Trends in Sustainability Reporting: More Transparent and Transportable

Trends in Sustainability Reporting: More Transparent and Transportable

Tuesday, June 3, 2014 - 12:30pm

CONTENT: Article

By Keith Littlejohns & Tim Woodall
Strategists, Sustainability Communications

From now through fall, a flurry of sustainability reports will be hitting our inboxes, all taking different approaches to transparency and design. There are a number of trends we observed over the past year that will have implications for sustainability reporting in 2014, such as more detailed materiality analysis, deeper stakeholder engagement and a growing number of integrated reports.

We’re now tracking three of these emerging trends: increasing disclosure and metrics on supply chains, making online reports more tablet-friendly, and the strategic use of social media in content creation and promotion.

Bringing Sunlight into the Supply Chain

In 2013, tragedies such as the Rana Plaza apparel factory collapse in Bangladesh and scandals such as the horsemeat debacle in Europe led to an unprecedented consumer interest in companies’ supply chains. This was amplified by activist campaigns such as Greenpeace’s Detox campaign.

While increased disclosure may not prevent such supply chain disasters, companies that publicly audit and improve the practices of their suppliers can generate meaningful improvements. Although firms may not have control over entities that produce parts of their product lines, it may not matter in the court of public opinion; just ask Gap, Kmart or The Walt Disney Company who were blamed when things went wrong.

For companies looking to take a comprehensive approach to supply chain transparency, best practices include such disclosures as:

  • Providing names and addresses of suppliers (Adidas)
  • Requiring suppliers to abide by a code of conduct (Dell)
  • Employing verifiable production systems to confirm the sustainability of its suppliers (McDonalds)
  • Auditing results on a range of topics (Timberland)
  • Partnering on joint collaboration projects (Unilever)
  • Reporting Scope 3 greenhouse gas emissions other than business travel (Kraft Foods)
  • Sharing anonymous supply chain scorecard data with suppliers (Target)

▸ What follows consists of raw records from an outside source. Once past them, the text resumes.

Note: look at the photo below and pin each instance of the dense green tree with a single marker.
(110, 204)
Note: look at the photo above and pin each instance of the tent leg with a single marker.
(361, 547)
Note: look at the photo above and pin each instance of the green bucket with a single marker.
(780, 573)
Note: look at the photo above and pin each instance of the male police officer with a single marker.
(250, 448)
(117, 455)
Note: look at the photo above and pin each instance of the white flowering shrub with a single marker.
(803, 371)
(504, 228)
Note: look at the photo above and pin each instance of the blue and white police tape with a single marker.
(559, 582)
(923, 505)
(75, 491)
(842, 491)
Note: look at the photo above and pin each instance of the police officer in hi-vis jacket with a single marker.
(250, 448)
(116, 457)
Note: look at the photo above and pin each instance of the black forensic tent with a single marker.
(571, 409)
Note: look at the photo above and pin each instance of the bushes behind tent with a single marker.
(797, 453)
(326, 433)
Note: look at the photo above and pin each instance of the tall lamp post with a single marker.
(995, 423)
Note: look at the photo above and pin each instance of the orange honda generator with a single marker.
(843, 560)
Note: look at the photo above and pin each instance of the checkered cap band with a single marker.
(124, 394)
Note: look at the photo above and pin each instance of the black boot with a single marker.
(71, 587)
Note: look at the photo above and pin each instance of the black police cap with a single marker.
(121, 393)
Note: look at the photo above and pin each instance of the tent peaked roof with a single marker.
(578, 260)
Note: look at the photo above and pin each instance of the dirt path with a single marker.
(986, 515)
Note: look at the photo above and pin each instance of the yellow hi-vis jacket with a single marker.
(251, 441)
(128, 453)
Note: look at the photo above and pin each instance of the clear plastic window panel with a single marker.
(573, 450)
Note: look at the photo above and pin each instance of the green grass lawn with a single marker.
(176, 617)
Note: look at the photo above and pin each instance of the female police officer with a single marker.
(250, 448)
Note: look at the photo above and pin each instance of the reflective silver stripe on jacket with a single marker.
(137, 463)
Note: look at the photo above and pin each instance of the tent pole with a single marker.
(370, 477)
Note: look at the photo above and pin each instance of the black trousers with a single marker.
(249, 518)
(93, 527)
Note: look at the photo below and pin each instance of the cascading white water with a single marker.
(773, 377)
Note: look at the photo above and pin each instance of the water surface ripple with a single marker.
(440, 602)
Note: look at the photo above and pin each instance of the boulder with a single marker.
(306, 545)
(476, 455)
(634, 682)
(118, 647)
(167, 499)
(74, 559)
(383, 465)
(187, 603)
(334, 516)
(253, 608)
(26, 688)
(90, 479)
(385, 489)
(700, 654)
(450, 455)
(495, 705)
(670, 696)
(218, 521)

So why are companies disclosing more? Essentially, they are protecting their brands. Companies are encouraged to disclose greater details about their supply chain impacts in the new G4 guidelines. The level of disclosure will likely increase in the future, as companies begin to see sustainability in the supply chain as a tool they can use to increase reputational value and strengthen brand loyalty.

If companies are being transparent about the materials that go into their products, they also need to acknowledge the footprint of producing those inputs. In the Kraft example above, the company found that third party suppliers account for up to 90 percent of its GHG emissions. This is a critically important discovery, and highlights that as comprehensive as some reporters claim to be, nearly all sustainability reports are only just beginning to touch the edge of reporting boundaries we will be drawing 10-15 years from now.

It will pay dividends to get a head start.